Second question: Are you inserting page breaks like a crazy person? Knowing the difference between page and section breaks, continuous or non-continuous and so on will help you immensely. To save you some major hassles, make a new doc template and edit your heading styles, saving them to the template. DO NOT do this in your normal.dot unless you want to have every Heading 1 from here to eternity act as a chapter header. Base your thesis on this template. Take your chapter header style (linked to H1 and outlined with chapter number automatically, if you desire) and modify the paragraph style to always insert a page break before. This alone is a timesaver, and ensures that your chapters (1) will always remain sequentially numbered, (2) will show up in the auto-generated TOC, and (3) always have a full break before.

Back to your original question: the figures. Using Word to insert the captions (Insert --> Reference --> Caption and choose "Figure" from the caption type list) ensures the captions are auto-numbered and show up in the TOC. Forget about this while writing, and just keep all fig captions in a separate file until you are done. At the end, when you're ready to print the final formatted version, here's what you do:

Use "Print Layout" mode to see how it will look when formatted. Find the best spot to plug in your images, and at the end of that page insert a next page section break. Add a second next page section break after that. Within that space, insert your figure and your auto-caption. Don't place the fig in a floating box unless you have to. Me, I left this page blank, and went through replacing this blank page with a color figure and legend. You need the legend in your blank page even if you are replacing them manually after printing, otherwise Word won't index them properly.

The trick with the section breaks is that you can format that one section differently - different margins for facing pages, for example, or even rotate page direction, without affecting the flow of your other pages. (When rotating pages, fixing the page number orientation is a major pain in the ass*, so avoid it if possible.) Section breaks in the middle of a justified paragraph won't even change the justification. You will have to make some changes to the header and footer - you can unlink header/footer from the previous section if necessary, which is important especially when numbering pages, as the first few cover pages are not supposed to be numbered.

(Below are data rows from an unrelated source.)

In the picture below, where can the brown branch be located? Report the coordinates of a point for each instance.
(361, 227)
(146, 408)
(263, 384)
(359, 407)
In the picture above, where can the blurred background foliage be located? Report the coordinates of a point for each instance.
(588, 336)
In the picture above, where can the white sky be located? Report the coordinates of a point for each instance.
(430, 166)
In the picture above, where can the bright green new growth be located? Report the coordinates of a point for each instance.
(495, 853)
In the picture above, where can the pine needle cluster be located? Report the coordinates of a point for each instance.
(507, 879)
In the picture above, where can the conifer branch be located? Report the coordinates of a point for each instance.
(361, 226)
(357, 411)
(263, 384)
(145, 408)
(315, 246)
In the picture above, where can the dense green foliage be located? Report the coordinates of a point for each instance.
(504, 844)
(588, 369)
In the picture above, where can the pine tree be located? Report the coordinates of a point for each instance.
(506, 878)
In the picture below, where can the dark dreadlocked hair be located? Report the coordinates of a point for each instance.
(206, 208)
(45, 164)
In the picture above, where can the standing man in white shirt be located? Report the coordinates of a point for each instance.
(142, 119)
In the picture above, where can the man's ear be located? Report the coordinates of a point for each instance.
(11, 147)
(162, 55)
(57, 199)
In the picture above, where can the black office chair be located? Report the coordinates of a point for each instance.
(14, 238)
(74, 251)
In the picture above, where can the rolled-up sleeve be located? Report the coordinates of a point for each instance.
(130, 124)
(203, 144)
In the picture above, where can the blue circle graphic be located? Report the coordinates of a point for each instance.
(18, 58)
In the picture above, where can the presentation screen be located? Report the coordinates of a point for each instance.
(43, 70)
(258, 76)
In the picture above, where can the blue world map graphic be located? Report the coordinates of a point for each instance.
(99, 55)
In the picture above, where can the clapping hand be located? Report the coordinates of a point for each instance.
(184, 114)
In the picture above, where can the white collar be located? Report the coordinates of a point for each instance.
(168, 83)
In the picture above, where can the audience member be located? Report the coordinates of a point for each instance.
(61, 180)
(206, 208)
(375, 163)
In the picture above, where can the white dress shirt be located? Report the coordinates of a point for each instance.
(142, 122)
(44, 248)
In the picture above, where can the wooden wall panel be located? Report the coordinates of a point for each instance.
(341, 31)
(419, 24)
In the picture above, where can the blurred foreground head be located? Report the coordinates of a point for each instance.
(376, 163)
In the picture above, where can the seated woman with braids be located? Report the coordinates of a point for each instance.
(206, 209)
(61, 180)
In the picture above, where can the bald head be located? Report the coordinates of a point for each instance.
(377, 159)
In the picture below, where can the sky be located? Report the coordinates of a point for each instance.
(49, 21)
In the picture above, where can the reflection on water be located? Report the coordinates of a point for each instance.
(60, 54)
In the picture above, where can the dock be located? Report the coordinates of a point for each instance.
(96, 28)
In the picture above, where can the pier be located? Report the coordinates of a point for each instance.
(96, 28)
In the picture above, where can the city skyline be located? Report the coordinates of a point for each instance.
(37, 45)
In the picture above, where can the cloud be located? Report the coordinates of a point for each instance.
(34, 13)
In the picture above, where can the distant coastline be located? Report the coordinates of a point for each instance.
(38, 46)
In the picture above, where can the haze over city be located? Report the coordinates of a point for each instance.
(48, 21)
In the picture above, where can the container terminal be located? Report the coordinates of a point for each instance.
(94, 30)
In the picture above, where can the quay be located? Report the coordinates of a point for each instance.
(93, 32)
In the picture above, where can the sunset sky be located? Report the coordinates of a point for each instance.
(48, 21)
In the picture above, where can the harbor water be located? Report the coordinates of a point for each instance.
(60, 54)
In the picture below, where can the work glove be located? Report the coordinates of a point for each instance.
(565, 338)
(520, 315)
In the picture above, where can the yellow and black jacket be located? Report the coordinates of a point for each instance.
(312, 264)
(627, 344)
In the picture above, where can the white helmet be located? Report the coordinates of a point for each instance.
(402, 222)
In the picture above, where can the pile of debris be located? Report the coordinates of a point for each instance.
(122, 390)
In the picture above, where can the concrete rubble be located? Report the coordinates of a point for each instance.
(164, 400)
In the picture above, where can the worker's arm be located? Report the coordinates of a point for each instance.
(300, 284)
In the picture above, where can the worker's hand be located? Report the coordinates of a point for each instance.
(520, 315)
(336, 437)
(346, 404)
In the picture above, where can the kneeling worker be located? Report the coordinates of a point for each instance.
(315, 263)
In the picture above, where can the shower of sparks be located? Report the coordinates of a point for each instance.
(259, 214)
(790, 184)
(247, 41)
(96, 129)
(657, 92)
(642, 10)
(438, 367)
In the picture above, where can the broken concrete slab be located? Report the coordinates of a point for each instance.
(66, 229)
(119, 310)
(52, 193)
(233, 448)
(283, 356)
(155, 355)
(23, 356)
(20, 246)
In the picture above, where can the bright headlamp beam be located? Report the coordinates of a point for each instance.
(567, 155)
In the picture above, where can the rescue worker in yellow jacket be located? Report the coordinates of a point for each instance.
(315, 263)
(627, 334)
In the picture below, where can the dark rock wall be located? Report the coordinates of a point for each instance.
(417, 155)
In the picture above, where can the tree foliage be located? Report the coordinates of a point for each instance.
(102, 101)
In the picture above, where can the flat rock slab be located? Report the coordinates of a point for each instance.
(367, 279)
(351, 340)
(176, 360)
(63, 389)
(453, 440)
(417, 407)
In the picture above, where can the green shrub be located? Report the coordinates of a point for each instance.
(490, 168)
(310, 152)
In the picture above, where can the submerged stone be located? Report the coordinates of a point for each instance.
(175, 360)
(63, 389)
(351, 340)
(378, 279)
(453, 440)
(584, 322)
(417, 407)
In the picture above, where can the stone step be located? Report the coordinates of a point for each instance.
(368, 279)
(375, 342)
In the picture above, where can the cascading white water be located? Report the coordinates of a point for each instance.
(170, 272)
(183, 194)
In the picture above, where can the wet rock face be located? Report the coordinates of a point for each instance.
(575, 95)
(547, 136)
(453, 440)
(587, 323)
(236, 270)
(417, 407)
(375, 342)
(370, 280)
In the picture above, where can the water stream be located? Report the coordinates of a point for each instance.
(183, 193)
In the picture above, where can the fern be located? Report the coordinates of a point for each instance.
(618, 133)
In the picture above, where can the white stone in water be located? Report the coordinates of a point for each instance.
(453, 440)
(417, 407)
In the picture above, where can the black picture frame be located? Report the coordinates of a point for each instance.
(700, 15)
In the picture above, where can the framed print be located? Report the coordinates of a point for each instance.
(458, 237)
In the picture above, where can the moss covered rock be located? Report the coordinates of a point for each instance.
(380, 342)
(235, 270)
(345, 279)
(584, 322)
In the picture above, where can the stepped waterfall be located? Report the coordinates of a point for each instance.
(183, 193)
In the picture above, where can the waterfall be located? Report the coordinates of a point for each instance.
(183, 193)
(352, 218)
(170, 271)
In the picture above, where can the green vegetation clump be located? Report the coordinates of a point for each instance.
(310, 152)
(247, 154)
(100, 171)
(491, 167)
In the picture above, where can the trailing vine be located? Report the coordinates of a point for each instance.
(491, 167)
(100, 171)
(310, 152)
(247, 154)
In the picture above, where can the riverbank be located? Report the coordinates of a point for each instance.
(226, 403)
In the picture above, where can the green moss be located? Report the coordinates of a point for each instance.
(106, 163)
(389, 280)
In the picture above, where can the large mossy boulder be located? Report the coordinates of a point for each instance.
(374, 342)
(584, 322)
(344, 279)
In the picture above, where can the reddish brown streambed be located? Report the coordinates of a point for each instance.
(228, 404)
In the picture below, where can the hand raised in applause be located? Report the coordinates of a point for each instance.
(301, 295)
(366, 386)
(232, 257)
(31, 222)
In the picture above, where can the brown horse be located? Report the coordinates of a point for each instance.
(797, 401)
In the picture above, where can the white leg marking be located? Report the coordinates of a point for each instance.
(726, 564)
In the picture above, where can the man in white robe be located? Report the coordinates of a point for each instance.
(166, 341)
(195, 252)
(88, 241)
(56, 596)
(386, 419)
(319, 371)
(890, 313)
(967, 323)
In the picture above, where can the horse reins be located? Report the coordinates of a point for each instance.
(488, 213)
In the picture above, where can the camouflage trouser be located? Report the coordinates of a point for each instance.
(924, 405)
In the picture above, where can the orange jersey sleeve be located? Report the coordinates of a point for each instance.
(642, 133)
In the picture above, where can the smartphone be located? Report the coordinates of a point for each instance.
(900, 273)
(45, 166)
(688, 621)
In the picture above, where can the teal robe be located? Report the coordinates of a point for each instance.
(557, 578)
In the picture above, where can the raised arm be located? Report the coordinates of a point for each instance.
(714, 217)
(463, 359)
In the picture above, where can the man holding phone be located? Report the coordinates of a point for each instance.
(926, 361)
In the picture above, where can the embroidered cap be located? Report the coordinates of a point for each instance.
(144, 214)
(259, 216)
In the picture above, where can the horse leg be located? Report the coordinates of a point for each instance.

If you need a facing page for a full-page image caption, DO NOT forget to mirror-image the margins for the facign page. I had to re-print a few sections because of this. Also, remember to add a page break after the caption to allow room for the image, or you'll be one page short when adding the figure.

*If you do need to rotate pages: In that section, view footer, select page number, grab the box that the number is hiding in, and drag it to the desired location on the side of the page. Then change text direction. This one took me a while to get correct, but it is possible to do it.

If you get stuck, my email is in my profile - I'll bounce you a copy of my thesis template. I recommend looking at it but not necessarily using it as there will undoubtedly be some old styles and other cruft that I like but will annoy you. I can send you some example pages if you need to look at what I did to figure anything out.
posted by caution live frogs at 12:25 PM on February 7, 2006


You could place the image and captions in a table as well. Place the image in one cell and the caption, etc in another.
posted by JJ86 at 12:40 PM on February 7, 2006


Have you asked your advisor about this? Because in publishing, it's standard to place all captions on the last page of the text, with figures following. Anyone who has authored and peer-reviewed academic text is accustomed to seeing manuscripts formatted exactly this way. For a dissertation-length manuscript, this might not fly, but it couldn't hurt to ask. Barring that, caution live frogs gives some really great advice.

Just to save some future trouble: if your dissertation is actually published you will have to strip all the captions from the figures and remove the figures from the text, so make sure to save a version like the one I'm describing so you don't have to do yet more work on this later.